La denuncia del sindacato: “Anomalie ed errori nel concorso della polizia municipale”

La Diccap Sulpl contesta modalità e circostanze, a partire dal bando e dalla preselezione

Agenti della polizia municipale

Il sindacato Diccap Sulpl denuncia anomalie nel concorso per diventare agenti di polizia municipale a Torino: “Un concorso costellato di fatti straordinari” e capace di originare un “pasticcio” sul nome di un candidato che, pur non avendo partecipato, figura tra i bocciati.

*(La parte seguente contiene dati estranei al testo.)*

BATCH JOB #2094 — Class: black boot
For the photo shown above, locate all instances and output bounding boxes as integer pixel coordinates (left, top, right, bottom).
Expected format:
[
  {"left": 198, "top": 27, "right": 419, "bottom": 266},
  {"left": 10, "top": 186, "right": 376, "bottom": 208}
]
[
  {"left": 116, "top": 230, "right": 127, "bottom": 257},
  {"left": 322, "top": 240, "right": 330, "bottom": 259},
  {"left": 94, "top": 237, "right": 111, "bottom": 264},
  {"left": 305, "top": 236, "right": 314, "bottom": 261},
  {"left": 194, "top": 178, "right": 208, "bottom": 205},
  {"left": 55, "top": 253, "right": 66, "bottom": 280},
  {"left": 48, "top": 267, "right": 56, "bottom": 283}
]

“Il bando presenta errori e anomalie”, prosegue la nota dell’associazione sindacale che evidenzia una prima coincidenza curiosa: alla prova di preselezione del 24 ottobre al Pala Alpitour, infatti, si sono presentati duemila candidati a dispetto delle seimila domande di ammissione.

Ancor più curiosa la circostanza del candidato non presente ma bocciato lo stesso: “Abbiamo interpellato l’amministrazione comunale che ha spiegato l’accaduto con un errore materiale dovuto alla sfasatura tra schede di due persone con nomi molto simili. Potrebbe essersi trattato di una svista ma come facciamo a essere certi – si chiede il sindacato – che non ce ne siano state altre?”.

Insomma, l’intera organizzazione del concorso secondo Diccap Sulpl presenta dei punti oscuri: “Questo concorso è costellato di fatti straordinari dovuti un po’ al caso, un po’ alla sbadataggine, un po’ a scelte precise. Anche il bando non è adeguato. I requisiti psico-fisici (per esempio quelli sulla vista o sull’attività motoria) non sono sufficienti e consoni a svolgere il nostro lavoro”.